We shouldn't realize we've eaten the pills until we've swallowed them, and they haven't
had any ill effect on us. So we don't notice in our joy of recovery that the duty
of education has been well covered.
"In point of fact, education can be among the most fascinating things in the
world if it's really taken at its face value."
Reminiscing about how, as a boy, he got little enjoyment from his studies, and would
often gaze out the classroom window, he admitted: "If I'd known a bit more about
science as it is taught today, I would have got more out of looking out the window
than I did."
He entertained the crowd with anecdotes, puns and quips - ending one lengthy and
serious answer with a pause and "Amen"; describing a UNICEF meeting in
Finland held in a sauna with a coed, and unclothed, delegation; and imitating an
elderly Danish woman, the first female member of Parliament, who fondly recalled
the first bill she passed, which legalized pornography.

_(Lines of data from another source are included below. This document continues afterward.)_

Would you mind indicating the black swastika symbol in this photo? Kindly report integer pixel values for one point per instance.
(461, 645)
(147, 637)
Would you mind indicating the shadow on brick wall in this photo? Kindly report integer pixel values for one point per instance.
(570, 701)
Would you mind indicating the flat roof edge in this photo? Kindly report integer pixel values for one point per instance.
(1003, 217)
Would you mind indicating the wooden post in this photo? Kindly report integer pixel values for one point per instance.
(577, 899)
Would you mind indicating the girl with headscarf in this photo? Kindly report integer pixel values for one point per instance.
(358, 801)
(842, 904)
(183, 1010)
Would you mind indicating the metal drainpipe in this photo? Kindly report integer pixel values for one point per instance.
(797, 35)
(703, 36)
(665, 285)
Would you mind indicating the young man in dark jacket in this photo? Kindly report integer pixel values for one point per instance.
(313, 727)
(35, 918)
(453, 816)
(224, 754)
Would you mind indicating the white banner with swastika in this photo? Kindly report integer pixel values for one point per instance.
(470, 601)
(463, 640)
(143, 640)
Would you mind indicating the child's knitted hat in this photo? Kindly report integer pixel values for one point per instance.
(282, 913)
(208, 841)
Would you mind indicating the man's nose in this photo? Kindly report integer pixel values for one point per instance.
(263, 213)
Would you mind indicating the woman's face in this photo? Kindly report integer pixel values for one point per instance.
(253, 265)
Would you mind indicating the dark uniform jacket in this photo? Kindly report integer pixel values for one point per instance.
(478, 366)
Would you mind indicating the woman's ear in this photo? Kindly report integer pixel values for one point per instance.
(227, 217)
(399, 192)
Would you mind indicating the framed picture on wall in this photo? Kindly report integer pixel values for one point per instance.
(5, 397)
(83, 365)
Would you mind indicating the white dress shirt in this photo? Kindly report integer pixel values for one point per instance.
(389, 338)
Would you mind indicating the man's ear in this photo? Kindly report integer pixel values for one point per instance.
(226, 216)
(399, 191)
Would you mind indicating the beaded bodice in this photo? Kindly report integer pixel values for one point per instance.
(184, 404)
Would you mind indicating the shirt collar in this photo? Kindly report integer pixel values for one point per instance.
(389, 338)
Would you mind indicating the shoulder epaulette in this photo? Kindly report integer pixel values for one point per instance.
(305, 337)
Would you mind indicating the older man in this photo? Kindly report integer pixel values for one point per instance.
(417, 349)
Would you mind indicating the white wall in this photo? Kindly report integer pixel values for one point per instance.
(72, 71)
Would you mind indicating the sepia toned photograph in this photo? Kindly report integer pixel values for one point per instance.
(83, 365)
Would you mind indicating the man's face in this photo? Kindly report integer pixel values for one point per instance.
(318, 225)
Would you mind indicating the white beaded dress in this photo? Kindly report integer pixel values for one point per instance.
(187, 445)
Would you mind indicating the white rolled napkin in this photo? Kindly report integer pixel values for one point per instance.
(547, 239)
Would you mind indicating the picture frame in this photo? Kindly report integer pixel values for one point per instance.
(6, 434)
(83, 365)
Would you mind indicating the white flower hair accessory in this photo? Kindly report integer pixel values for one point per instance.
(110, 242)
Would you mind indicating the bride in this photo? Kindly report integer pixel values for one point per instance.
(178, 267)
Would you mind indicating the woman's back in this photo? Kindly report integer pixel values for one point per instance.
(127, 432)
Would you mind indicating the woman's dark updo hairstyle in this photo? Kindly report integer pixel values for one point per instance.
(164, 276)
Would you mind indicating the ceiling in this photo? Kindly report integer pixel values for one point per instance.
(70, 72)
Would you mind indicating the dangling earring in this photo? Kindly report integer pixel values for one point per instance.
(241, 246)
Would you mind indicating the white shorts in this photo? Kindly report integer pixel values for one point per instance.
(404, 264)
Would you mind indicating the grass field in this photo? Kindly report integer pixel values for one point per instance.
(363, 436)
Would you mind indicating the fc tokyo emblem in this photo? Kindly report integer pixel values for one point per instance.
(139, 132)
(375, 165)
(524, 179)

He said the job of UNICEF's Goodwill Ambassador suited him perfectly because he is
a mixture of five cultures - born in London to parents of Russian, French, German,
and Italian stock. He said he has always gravitated away from nationalism and bigotry.
"I am of such mixed blood - and am very proud of being so - I am therefore ethnically
beyond repair," he said, "My allegiance is really more to the United Nations
- and especially UNICEF - than it is to any particular nation, though I have great
affection for most of them."
"I believe that only the lower levels of society are ethnically clean,"
he said. "I suspect that flies, more or less, are ethnically clean, because
they've never found a way of associating with anything but another fly. But when
you move up to dogs and cats, of course, the situation is already quite different.
"To hear a conversation between two babies is to know what the world could be
like if it only tried," he added, "Well anyway, these are prejudices of
my own which have built up over the years, and now I've reached my dotage. I am very
happy not to consider retiring, because gardening is bad for my back."